Now, downstairs, music pulses through the floorboards. Bass-heavy. Electric. Summer in LA.
You pull open the door to head back out when your phone buzzes. A text from Tate.
Where are you? There’s someone here I think you should see before it gets worse.
You don’t even have time to respond before you hear it.
A woman’s voice. Sharp, rising. Slicing through the buzz of chatter like a thrown wine glass.
“Isn’t it cute how fast people move on in this town?”
You freeze on the staircase.
Emma.
The name hits like a dropped weight.
You haven’t seen her in almost a year. The last time, she’d shown up uninvited to a recording session, tears and mascara both streaking down her face, demanding answers to questions she already knew the answers to. Accusing you of things you hadn’t done. Choking on jealousy every time you looked at someone else—especially another woman. Especially anyone with more fame. More charm. More you.
You take the next step down. Then another.
By the time you reach the living room, a crowd has gathered, the way they always do when real drama rears its head.
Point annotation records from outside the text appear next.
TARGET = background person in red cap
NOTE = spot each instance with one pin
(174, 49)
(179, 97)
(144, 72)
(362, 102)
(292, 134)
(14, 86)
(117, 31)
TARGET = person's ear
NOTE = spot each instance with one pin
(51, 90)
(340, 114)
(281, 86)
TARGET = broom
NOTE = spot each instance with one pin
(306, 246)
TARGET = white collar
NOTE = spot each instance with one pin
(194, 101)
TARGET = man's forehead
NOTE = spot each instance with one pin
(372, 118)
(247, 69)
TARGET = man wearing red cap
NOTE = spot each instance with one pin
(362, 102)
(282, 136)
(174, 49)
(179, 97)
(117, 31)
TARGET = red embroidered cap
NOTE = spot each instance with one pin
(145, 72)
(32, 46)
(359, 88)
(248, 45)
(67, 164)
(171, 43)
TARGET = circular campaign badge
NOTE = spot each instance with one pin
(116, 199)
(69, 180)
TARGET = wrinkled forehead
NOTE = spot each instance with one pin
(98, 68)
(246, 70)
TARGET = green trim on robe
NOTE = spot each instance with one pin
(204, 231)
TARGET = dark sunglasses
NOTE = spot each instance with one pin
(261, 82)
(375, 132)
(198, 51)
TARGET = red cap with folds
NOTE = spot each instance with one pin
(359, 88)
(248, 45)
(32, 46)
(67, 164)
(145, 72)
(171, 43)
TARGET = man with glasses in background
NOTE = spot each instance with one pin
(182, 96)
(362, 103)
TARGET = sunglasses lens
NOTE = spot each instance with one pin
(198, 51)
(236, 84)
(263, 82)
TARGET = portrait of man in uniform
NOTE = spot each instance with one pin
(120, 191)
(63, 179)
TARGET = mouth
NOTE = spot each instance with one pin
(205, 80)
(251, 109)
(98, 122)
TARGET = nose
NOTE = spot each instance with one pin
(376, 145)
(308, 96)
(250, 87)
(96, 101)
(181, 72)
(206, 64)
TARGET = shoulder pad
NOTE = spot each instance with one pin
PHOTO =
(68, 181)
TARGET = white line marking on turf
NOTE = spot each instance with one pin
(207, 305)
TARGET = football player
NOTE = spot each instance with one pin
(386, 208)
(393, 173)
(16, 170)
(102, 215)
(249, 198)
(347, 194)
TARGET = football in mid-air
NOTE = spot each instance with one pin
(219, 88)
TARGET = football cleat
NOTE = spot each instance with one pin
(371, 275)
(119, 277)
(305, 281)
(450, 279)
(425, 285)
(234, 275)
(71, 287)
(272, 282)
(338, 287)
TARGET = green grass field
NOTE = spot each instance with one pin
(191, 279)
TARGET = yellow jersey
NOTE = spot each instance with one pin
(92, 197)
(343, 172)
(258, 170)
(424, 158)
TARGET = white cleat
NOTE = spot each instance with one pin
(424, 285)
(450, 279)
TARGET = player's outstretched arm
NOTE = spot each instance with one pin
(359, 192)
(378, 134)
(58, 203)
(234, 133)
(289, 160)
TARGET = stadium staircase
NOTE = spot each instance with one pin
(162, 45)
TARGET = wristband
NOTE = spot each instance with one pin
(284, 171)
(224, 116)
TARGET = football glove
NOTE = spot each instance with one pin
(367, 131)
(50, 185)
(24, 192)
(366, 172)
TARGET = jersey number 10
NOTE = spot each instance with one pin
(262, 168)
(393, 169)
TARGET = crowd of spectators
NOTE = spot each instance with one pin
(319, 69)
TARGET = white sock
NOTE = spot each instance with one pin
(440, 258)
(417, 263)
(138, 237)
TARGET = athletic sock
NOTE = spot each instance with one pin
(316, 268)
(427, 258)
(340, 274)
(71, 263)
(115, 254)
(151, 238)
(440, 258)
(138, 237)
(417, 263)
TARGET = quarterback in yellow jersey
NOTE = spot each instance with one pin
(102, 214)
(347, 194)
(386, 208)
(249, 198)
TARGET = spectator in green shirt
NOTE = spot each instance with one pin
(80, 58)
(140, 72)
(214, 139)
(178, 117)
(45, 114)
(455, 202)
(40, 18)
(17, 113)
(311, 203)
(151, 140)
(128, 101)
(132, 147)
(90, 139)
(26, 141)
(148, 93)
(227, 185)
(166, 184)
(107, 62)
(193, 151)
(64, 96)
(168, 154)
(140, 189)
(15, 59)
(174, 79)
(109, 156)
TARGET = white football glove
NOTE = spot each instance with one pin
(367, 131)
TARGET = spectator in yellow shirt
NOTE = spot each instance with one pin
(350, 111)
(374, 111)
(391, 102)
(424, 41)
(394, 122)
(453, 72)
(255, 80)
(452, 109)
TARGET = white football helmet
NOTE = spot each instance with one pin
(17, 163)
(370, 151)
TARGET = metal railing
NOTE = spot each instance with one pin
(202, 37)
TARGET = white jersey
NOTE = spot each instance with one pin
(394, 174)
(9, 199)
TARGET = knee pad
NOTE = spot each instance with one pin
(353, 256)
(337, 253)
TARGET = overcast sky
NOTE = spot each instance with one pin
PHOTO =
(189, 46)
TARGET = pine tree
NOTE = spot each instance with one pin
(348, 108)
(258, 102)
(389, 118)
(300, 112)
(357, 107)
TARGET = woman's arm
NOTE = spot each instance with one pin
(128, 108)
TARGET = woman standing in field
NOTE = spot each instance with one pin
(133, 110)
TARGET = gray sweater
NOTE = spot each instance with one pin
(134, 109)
Phones poised discreetly but ready. Laughter turning to hushed amusement. And in the center of it, Emma—dark curls twisted elegantly up, blood-red dress clinging like fire—standing across from Tate.
And Tate? She’s holding a glass, but her grip is white-knuckled. Her mouth is set in that exact way you know means she’s about to say something she’ll either regret or be applauded for in the press tomorrow.
You step between them before either has the chance.
“Emma,” you say, voice calm, careful. “You weren’t invited.”
“I know,” she says, eyes gleaming like wet glass. “But I had to see it for myself. You and her.” Her eyes flick over to Tate like she’s a blemish on an otherwise perfect painting.
Tate stays quiet, but you feel the shift in her energy beside you. Her posture goes stiff, her jaw tighter than it should be. She’s trying—for you—not to escalate. But Tate doesn’t do fake well. She never has.
Emma tilts her head. “Tell me, does she know the real you yet? Or is she still in the honeymoon phase?”
“Emma,” you say again, this time firmer. “Leave.”
“Oh, you’d love that, wouldn’t you?” Her laugh is loud. Uncomfortable. Too performative. “You don’t get to erase me from your past just because you found someone shinier.”
The room is dead silent. Someone’s recording. You can feel it like static in the air.
Tate steps forward then, her voice low and deadly smooth. “He didn’t erase you. You burned that bridge yourself. Don’t pretend you didn’t light the match.”
Emma scoffs. “And you’re what—his savior now? His redemption arc? Spare me.”